Kiedy kandydat wysyła zgłoszenie online, inteligentny system natychmiast sprawdza, czy formularz jest kompletny i czy spełniono kluczowe wymagania. Braki są od razu wychwytywane, a kandydat proszony o uzupełnienie danych. Niektóre firmy posługują się też chatbotami, które na wstępie zadają kilka pytań i kierują kandydata dalej. Taki wirtualny asystent działa całą dobę – nigdy nie śpi – dzięki czemu pytania i zgłoszenia kandydatów mogą być obsłużone o każdej porze, bez czekania do rana na odzew z działu HR.
– Dzięki automatyzacji skróciliśmy cały proces do absolutnego minimum – podkreśla Łukasz Witkowski z Natviol. – Bywa, że między zgłoszeniem a pierwszym zleceniem mija zaledwie jeden dzień. Tak szybka ścieżka jest możliwa właśnie dlatego, że wiele etapów dzieje się automatycznie, a kandydat natychmiast dostaje informację zwrotną.
Oczywiście, udział człowieka nie znika całkowicie – rekruterzy nadal podejmują finalne decyzje o zatrudnieniu, ale dzięki AI mają więcej czasu, by skupić się na indywidualnym podejściu do każdego kandydata.
Prostota, szybkość i elastyczność
Nowoczesna rekrutacja w branżach taxi i delivery opiera się na trzech kluczowych wartościach: prostocie, szybkości i elastyczności.
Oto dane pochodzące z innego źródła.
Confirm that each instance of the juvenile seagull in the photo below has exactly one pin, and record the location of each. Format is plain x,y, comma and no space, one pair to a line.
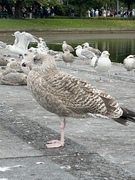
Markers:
103,63
97,52
129,62
67,95
66,46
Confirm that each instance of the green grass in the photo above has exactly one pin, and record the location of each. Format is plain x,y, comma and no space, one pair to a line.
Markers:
67,23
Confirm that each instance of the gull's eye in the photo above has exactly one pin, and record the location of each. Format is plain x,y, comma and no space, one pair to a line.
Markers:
36,60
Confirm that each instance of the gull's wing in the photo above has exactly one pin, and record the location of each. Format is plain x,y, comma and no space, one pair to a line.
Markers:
64,95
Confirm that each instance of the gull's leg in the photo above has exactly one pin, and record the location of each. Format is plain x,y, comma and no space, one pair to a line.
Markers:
58,143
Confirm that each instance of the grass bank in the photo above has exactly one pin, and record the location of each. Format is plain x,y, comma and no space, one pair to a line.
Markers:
67,23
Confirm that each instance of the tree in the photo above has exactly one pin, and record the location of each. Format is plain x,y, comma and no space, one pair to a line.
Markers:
129,3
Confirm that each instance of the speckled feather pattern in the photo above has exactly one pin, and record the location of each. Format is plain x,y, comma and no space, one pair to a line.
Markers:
66,95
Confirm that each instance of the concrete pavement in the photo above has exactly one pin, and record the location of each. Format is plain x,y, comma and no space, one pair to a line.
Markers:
96,148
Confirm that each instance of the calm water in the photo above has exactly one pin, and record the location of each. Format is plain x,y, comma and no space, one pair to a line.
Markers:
118,45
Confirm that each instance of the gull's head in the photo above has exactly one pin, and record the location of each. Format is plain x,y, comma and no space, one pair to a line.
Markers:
105,54
85,45
64,42
40,62
78,47
41,39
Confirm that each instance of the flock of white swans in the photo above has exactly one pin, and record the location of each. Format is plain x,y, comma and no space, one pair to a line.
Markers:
14,74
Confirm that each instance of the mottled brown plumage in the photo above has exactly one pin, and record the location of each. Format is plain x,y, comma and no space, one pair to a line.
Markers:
66,95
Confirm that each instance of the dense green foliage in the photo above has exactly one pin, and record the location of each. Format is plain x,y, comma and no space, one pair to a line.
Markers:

Procedury są jasne i ograniczone do minimum, formularze krótkie i często dostępne w kilku językach (dla osób z zagranicy). Firmy skracają czas reakcji do minimum: kandydat często dostaje odpowiedź tego samego dnia, a od pierwszego kontaktu do podpisania umowy mijają najwyżej kilka dni zamiast tygodni. Ponadto proces dostosowuje się do potrzeb kandydata: formalności można załatwić online, a kontakt odbywa się taką drogą, jaką preferuje kandydat (telefon, czat, e-mail).
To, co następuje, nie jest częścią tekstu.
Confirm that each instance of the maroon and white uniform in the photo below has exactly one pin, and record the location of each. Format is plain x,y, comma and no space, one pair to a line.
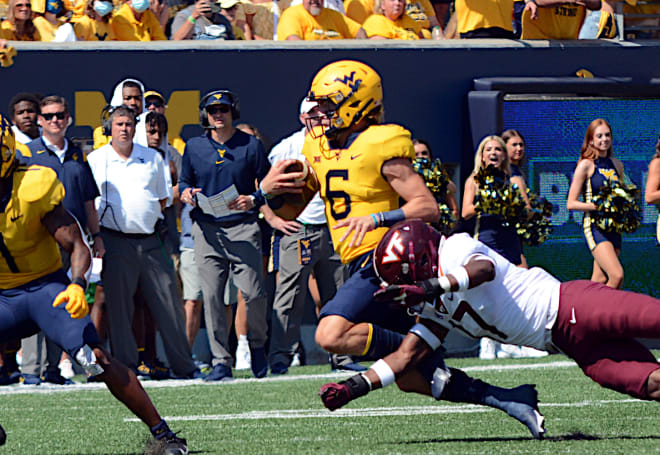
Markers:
593,324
Rekrutacja trwa praktycznie przez cały rok. Wiele firm organizuje regularne eventy aktywacyjne i dni otwarte w różnych miastach, by chętni mogli załatwić wszystkie formalności od ręki. Dzięki takiemu podejściu potencjalny pracownik – czy to kierowca, czy kurier – nie gubi się w procesie rekrutacji. Od pierwszego kontaktu widzi, że firma dba o jego wygodę i szanuje czas. Taka postawa buduje zaufanie i pozytywny wizerunek pracodawcy.
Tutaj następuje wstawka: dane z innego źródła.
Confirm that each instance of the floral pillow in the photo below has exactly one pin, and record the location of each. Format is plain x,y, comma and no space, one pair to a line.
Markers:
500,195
Nowy standard na rynku pracy
Sektor transportu i dostaw wyznaczył nowy standard w rekrutacji. Rozwiązania, które tu się sprawdziły – od Telegramu po AI – z czasem przenikną do innych branż. To świetna wiadomość dla kandydatów: mniej stresu, mniej formalności i szybsza droga do zatrudnienia. Branża transportowa wyprzedza konkurencję, a korzystają na tym przede wszystkim ci, którzy szukają pracy w tym sektorze.